Port row: Son scores win in QC court
THE QUEZON City Regional Trial Court (RTC) has denied the plea of businessman Reghis Romero II to prevent his estranged son, Michael Romero, and his holding firm from asserting control over Harbour Centre Port Terminal Inc. (HCPTI), the operator of a port in Manila.
In a two-page decision issued last Dec. 22, Judge Reynaldo Daway of the Quezon City RTC Branch 90 denied Reghis Romero’s petition for a writ of preliminary injunction against his son’s use of two deeds of assignment that were executed in 2011, which, according to Michael Romero, proves his ownership right over HCPTI.

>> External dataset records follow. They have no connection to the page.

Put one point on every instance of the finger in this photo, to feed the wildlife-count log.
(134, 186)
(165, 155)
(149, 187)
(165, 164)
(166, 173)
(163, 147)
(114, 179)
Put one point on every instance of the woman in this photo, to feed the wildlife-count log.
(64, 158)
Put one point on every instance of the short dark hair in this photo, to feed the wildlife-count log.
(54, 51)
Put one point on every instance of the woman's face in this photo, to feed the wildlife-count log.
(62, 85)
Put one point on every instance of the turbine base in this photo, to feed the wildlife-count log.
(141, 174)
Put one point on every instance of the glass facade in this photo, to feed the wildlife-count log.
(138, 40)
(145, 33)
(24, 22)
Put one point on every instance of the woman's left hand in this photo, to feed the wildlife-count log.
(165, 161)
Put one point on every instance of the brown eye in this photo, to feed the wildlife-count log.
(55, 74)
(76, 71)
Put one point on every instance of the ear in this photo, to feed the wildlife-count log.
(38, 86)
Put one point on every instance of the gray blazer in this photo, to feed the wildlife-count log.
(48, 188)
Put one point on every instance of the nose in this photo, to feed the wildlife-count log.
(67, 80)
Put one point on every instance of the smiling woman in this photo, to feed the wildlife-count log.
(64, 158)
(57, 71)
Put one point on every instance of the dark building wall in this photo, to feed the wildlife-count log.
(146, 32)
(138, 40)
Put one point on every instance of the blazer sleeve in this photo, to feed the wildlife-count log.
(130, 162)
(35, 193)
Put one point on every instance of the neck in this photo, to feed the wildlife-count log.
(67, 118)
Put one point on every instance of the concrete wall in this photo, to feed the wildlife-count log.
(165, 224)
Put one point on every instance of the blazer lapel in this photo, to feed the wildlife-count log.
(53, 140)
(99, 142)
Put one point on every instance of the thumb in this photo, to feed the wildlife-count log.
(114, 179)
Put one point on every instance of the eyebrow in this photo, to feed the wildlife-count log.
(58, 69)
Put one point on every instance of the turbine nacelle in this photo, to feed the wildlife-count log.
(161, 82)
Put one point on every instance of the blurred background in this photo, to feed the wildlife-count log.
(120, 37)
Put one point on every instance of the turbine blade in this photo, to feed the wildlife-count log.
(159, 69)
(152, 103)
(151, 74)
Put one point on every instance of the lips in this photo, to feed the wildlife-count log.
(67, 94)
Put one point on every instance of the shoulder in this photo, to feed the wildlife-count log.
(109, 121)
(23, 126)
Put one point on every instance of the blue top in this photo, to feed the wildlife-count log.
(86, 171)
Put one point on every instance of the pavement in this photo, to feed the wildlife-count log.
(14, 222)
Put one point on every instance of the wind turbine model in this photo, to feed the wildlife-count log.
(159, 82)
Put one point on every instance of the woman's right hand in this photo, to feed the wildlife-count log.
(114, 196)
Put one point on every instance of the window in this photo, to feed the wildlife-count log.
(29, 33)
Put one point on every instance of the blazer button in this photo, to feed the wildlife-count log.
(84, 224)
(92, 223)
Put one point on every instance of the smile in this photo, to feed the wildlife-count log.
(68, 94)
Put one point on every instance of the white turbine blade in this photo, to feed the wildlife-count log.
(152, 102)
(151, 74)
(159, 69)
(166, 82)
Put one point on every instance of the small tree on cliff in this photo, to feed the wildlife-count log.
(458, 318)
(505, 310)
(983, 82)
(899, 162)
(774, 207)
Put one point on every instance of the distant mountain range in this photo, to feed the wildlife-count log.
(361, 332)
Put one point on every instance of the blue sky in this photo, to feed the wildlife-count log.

The documents purportedly show Reghis Romero ceded control of HCPTI as early as March 2, 2011, through two deeds of assignment transferring 689,258,653 shares to his son’s holding company.
“After carefully considering the submission or arguments of the parties in their respective pleadings filed in relation to the plaintiff’s application for the issuance of a writ of preliminary injunction, this court is of the considered and humble view that the plaintiff had not been able to show his entitlement to the provisional relief of preliminary injunction,” Daway said in his decision that was released to the media by lawyers of the younger Romero.
The resolution, however, denied Michael Romero’s second motion to dismiss the civil suit filed by his father. This means the judge will proceed to hear the case to settle the ownership dispute.
Reghis Romero and his two companies that claim control over HCPTI—R-II Builders Inc. and R-II Holdings Inc.—have said the two deeds of assignment were fabricated. The elder Romero filed in April last year a civil case against his son to nullify the deeds.
The civil complaint was first handled by Judge Bernelito Fernandez of the Quezon City RTC Branch 97, who issued a 20-day temporary restraining order last May 5 stopping Michael Romero from exercising ownership over HCPTI.
Fernandez, however, inhibited himself from the case three weeks later following accusations of partiality in the proceedings. His action led to the postponement of hearings and the re-raffling of the case to Daway’s court.
According to Michael Romero’s camp, the Office of the Quezon City Prosecutor and the RTC have issued rulings recognizing his ownership of HCPTI.
But Reghis Romero said HCPTI’s 2014 general information sheet, stock and transfer book, and statement of management responsibility for the 2011 and 2012 statements that were submitted to the Securities and Exchange Commission showed that his two companies remained listed as the majority holders of HCPTI.
There is no record of deeds of assignment or any transfer of shares of stock to HCPTI, according to Reghis Romero.
The ownership dispute has led to the filing of suits and countersuits by both camps in various courts in Quezon City, Manila and Pasig City as well as in the Court of Appeals.